MARQUETTE, MICH. (AP) - Federal jurors are preparing to consider whether a small-town Michigan couple tried to swindle actor John Stamos out of $680,000 by falsely claiming to have photos showing the “Full House” and “ER” star using illegal drugs while surrounded by strippers and underage girls.
Attorneys were expected to make closing arguments Thursday in the federal trial of Allison Coss and Scott Sippola, both charged with conspiracy and two counts of extortion for allegedly threatening Stamos through e-mail that they would peddle 6-year-old compromising photos of him to magazines if he didn’t pay them. Jury deliberations would begin afterward.
Defense attorneys argue that it wasn’t a crime to make a business deal. But prosecutors say it was a ruse, and a major issue at trial has been whether the pair ever had an incriminating photo of Stamos.
Prosecutors say they didn’t, and two FBI agents testified they never found any while searching the defendants’ home and vehicles after their December arrests. The defense insists the couple did, and an ex-boyfriend of Coss’ testified he had seen several photos showing Stamos and what appeared to be cocaine.
Coss testified Wednesday that while she and Sippola lied repeatedly to Stamos in e-mails threatening to sell images to celebrity tabloids, she did have a photo of him using drugs. Coss, 24, said she last saw the photo about a week before she and Sippola were arrested.
Stamos testified Tuesday and insisted knowing all along that no photos of him using illegal drugs existed.
Sippola has not testified.
If convicted, the Marquette couple could get up to five years in prison on the conspiracy charge and two years on each extortion count.
Stamos and Coss met in 2004 in Orlando, Fla.

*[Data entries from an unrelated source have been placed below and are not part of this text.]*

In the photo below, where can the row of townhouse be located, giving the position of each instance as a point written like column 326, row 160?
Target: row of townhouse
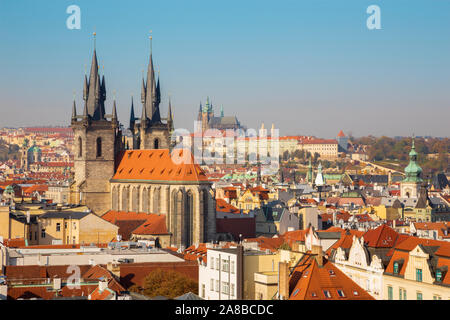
column 393, row 266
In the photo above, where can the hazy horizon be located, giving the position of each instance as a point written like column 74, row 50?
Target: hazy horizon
column 311, row 68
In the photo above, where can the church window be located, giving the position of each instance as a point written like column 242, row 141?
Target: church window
column 419, row 275
column 99, row 147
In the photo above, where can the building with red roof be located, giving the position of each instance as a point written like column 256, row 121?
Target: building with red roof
column 313, row 277
column 140, row 226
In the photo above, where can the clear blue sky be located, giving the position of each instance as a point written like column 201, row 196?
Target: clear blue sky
column 311, row 67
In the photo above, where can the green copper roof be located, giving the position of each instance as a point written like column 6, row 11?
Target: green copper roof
column 413, row 171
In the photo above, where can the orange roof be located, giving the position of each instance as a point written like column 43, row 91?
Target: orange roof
column 223, row 206
column 293, row 236
column 345, row 242
column 39, row 188
column 381, row 237
column 441, row 227
column 159, row 165
column 341, row 134
column 309, row 281
column 14, row 243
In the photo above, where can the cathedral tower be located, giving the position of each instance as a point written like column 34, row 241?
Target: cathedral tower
column 97, row 142
column 410, row 186
column 152, row 133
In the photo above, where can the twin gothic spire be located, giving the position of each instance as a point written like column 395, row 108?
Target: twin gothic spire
column 94, row 92
column 94, row 96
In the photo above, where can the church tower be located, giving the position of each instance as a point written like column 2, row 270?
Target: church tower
column 153, row 133
column 410, row 186
column 97, row 142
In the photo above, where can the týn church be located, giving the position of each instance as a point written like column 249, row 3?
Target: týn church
column 110, row 175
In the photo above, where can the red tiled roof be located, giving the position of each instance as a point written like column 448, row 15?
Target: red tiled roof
column 295, row 236
column 381, row 237
column 158, row 165
column 223, row 206
column 440, row 227
column 309, row 281
column 237, row 226
column 14, row 243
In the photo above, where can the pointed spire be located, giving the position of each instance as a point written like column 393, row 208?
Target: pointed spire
column 150, row 87
column 74, row 111
column 170, row 116
column 169, row 113
column 132, row 118
column 85, row 88
column 144, row 116
column 114, row 113
column 143, row 89
column 158, row 92
column 94, row 91
column 85, row 111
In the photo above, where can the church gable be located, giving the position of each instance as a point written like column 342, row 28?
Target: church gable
column 159, row 165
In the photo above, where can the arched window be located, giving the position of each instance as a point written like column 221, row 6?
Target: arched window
column 80, row 147
column 99, row 147
column 396, row 267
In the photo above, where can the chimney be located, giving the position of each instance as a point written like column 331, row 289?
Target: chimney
column 102, row 285
column 114, row 268
column 318, row 253
column 283, row 280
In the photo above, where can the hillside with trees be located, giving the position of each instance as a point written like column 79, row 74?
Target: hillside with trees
column 433, row 152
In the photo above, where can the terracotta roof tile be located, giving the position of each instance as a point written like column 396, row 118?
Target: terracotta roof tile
column 158, row 165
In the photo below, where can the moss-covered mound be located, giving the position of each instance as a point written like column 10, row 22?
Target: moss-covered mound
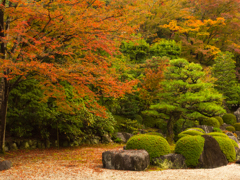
column 229, row 118
column 230, row 128
column 227, row 147
column 217, row 134
column 237, row 126
column 189, row 133
column 156, row 146
column 191, row 148
column 220, row 120
column 234, row 143
column 211, row 122
column 155, row 133
column 217, row 129
column 193, row 128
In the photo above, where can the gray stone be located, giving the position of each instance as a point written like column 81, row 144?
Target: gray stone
column 4, row 165
column 170, row 161
column 135, row 160
column 212, row 156
column 106, row 139
column 124, row 136
column 234, row 138
column 206, row 128
column 237, row 114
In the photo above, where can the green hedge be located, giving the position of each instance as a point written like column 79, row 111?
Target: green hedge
column 211, row 122
column 220, row 120
column 230, row 128
column 191, row 148
column 237, row 126
column 156, row 146
column 227, row 147
column 200, row 129
column 229, row 118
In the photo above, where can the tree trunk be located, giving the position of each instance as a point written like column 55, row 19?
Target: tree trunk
column 4, row 115
column 170, row 133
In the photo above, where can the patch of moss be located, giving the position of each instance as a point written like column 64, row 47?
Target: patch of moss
column 155, row 133
column 234, row 143
column 156, row 146
column 189, row 133
column 226, row 147
column 230, row 128
column 191, row 148
column 211, row 122
column 217, row 134
column 237, row 126
column 220, row 120
column 229, row 118
column 200, row 129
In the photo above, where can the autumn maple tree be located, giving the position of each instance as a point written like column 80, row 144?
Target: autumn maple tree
column 72, row 41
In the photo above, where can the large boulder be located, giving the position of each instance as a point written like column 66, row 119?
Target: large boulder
column 5, row 165
column 135, row 160
column 206, row 128
column 170, row 161
column 124, row 136
column 212, row 156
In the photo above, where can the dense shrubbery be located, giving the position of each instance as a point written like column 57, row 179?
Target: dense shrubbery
column 230, row 128
column 211, row 122
column 229, row 119
column 189, row 133
column 191, row 148
column 227, row 147
column 217, row 129
column 156, row 146
column 220, row 120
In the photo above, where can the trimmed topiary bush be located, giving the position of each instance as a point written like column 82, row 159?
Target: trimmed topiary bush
column 156, row 146
column 217, row 129
column 229, row 118
column 230, row 128
column 237, row 126
column 227, row 147
column 217, row 134
column 191, row 148
column 234, row 143
column 220, row 120
column 211, row 122
column 189, row 133
column 155, row 133
column 200, row 129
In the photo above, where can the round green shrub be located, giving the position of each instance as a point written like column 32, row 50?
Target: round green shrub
column 200, row 129
column 217, row 134
column 189, row 133
column 227, row 147
column 155, row 133
column 217, row 129
column 191, row 148
column 237, row 126
column 229, row 118
column 156, row 146
column 220, row 120
column 230, row 128
column 211, row 122
column 234, row 143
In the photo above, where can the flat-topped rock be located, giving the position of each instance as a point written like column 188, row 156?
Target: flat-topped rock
column 135, row 160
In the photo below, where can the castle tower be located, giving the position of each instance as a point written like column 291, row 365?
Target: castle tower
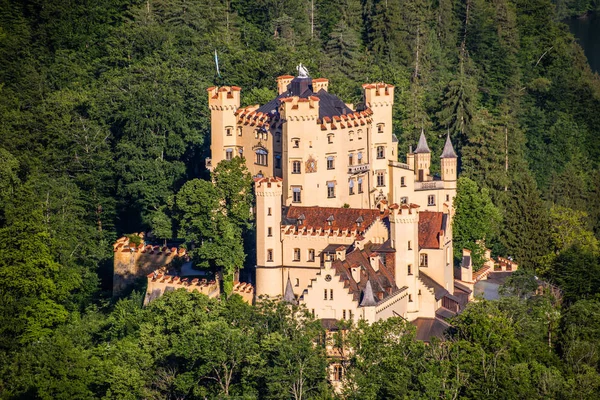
column 422, row 157
column 379, row 97
column 269, row 252
column 404, row 231
column 299, row 134
column 223, row 102
column 448, row 161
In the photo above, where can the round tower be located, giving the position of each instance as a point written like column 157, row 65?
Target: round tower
column 269, row 252
column 448, row 161
column 422, row 161
column 223, row 103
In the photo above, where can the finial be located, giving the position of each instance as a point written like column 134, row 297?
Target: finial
column 302, row 71
column 448, row 151
column 422, row 146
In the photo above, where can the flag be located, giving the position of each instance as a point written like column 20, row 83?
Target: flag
column 217, row 63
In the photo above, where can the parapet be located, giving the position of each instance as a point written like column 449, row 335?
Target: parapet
column 268, row 186
column 296, row 108
column 224, row 97
column 320, row 83
column 160, row 282
column 378, row 94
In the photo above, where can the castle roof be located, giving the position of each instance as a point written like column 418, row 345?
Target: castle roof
column 422, row 146
column 432, row 226
column 448, row 149
column 376, row 285
column 368, row 297
column 329, row 104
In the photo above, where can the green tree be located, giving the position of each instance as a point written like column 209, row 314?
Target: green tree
column 476, row 219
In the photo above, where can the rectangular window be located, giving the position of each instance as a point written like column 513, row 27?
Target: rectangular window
column 431, row 200
column 261, row 157
column 330, row 190
column 296, row 195
column 296, row 167
column 381, row 179
column 330, row 162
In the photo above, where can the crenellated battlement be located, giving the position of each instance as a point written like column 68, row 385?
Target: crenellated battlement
column 132, row 261
column 378, row 94
column 224, row 98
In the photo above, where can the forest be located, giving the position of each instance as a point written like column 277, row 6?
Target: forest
column 104, row 128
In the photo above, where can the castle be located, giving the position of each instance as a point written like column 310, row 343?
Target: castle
column 342, row 226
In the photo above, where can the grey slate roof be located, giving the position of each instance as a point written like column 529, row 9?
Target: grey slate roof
column 422, row 146
column 448, row 149
column 329, row 104
column 368, row 297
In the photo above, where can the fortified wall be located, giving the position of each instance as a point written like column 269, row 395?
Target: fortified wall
column 132, row 261
column 160, row 282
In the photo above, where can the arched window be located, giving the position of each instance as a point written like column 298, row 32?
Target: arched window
column 261, row 157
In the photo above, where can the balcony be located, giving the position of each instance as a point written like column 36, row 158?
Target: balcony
column 429, row 185
column 358, row 169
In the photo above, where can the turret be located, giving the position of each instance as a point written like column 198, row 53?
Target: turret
column 269, row 278
column 404, row 232
column 448, row 161
column 422, row 156
column 223, row 103
column 379, row 98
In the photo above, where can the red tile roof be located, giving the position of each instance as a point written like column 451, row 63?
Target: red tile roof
column 430, row 229
column 343, row 218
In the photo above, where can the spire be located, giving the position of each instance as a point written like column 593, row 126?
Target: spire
column 368, row 297
column 422, row 145
column 288, row 296
column 448, row 149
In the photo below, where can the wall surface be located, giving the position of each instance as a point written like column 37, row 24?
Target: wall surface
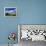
column 28, row 12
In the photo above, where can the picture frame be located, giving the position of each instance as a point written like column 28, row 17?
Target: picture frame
column 10, row 11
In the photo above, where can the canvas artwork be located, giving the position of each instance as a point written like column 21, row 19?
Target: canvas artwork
column 10, row 11
column 33, row 32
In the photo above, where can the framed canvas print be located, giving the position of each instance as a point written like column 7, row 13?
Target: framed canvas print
column 10, row 11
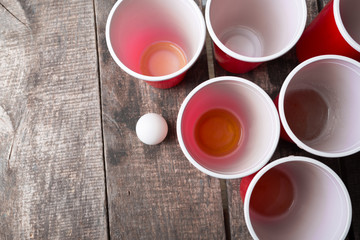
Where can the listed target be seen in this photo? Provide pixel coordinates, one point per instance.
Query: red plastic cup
(156, 41)
(318, 106)
(334, 31)
(247, 33)
(258, 123)
(296, 198)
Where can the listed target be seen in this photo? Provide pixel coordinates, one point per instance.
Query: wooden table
(71, 166)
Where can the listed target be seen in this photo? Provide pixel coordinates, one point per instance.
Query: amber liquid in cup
(162, 58)
(218, 132)
(273, 194)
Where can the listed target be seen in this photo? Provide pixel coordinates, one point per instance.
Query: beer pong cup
(334, 31)
(319, 106)
(296, 198)
(156, 41)
(247, 33)
(228, 127)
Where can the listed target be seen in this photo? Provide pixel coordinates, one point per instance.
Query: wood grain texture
(153, 191)
(51, 164)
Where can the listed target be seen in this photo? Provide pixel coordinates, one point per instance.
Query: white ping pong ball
(151, 128)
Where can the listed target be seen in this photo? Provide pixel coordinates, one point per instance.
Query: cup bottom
(243, 40)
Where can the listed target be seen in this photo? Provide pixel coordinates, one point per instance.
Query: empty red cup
(334, 31)
(247, 33)
(318, 106)
(156, 41)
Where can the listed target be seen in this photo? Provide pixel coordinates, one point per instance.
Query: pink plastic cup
(156, 41)
(334, 31)
(247, 33)
(252, 107)
(319, 106)
(301, 198)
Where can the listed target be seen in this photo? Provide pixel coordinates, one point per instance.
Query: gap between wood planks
(101, 123)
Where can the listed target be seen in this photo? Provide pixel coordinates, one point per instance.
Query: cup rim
(237, 56)
(285, 124)
(344, 33)
(271, 149)
(164, 77)
(279, 161)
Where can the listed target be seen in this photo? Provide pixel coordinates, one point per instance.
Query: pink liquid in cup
(296, 198)
(156, 41)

Stamos said he was there unwinding with friends after a painful separation from his wife, actress and supermodel Rebecca Romijn, whom he later divorced. Coss was a 17-year-old high school student, but Stamos said she told him she was a college student on spring break and he met her at a club where patrons had to be at least 18.
Coss said the two ended up at Stamos’ hotel suite. She said one of several photos she and a friend took that night showed him “doing a line” of cocaine.
She also repeated the allegation made by her attorney in opening statements that Stamos stripped and sat in a hot tub with the scantily clad Coss _ something Stamos denied Tuesday. She also said Stamos made sexual advances as they kissed on a bed in his room.
“After that night, I didn’t have a great impression of him,” Coss said.
Both Stamos and Coss said they maintained an e-mail relationship, and Coss said her opinion of him changed over the next few years.
She said she started dating Sippola in 2008 and he was the one who proposed selling pictures of Stamos to tabloids. She said she initially was reluctant but eventually went along.
Coss said they investigated the potential value of embarrassing photos, sounding out several publications. Coss, who has a degree in criminal justice, said they even researched the legal definition of extortion and concluded they weren’t breaking the law.
Coss said she began sending Stamos e-mails falsely saying a man was claiming to have incriminating photos of her and Stamos. She and Sippola eventually posed as “Brian L,” who said in e-mails he’d been offered $780,000 in a tabloid bidding war but would let Stamos have the pictures for $680,000. In fact, the publications had made no such offers, Coss said.
She became emotional during the cross-examination, as Assistant U.S. Attorney Paul Lochner challenged her contention that she had preferred selling the images to Stamos instead of tabloids partly because she considered him a friend.
“You wanted not to hurt him, yet you were willing to take $680,000 of his money?” Lochner asked. “What kind of a friend does something like that?”
After pausing to compose herself, Coss replied softly, “Not a very good one.”
Stamos contacted the FBI in late November.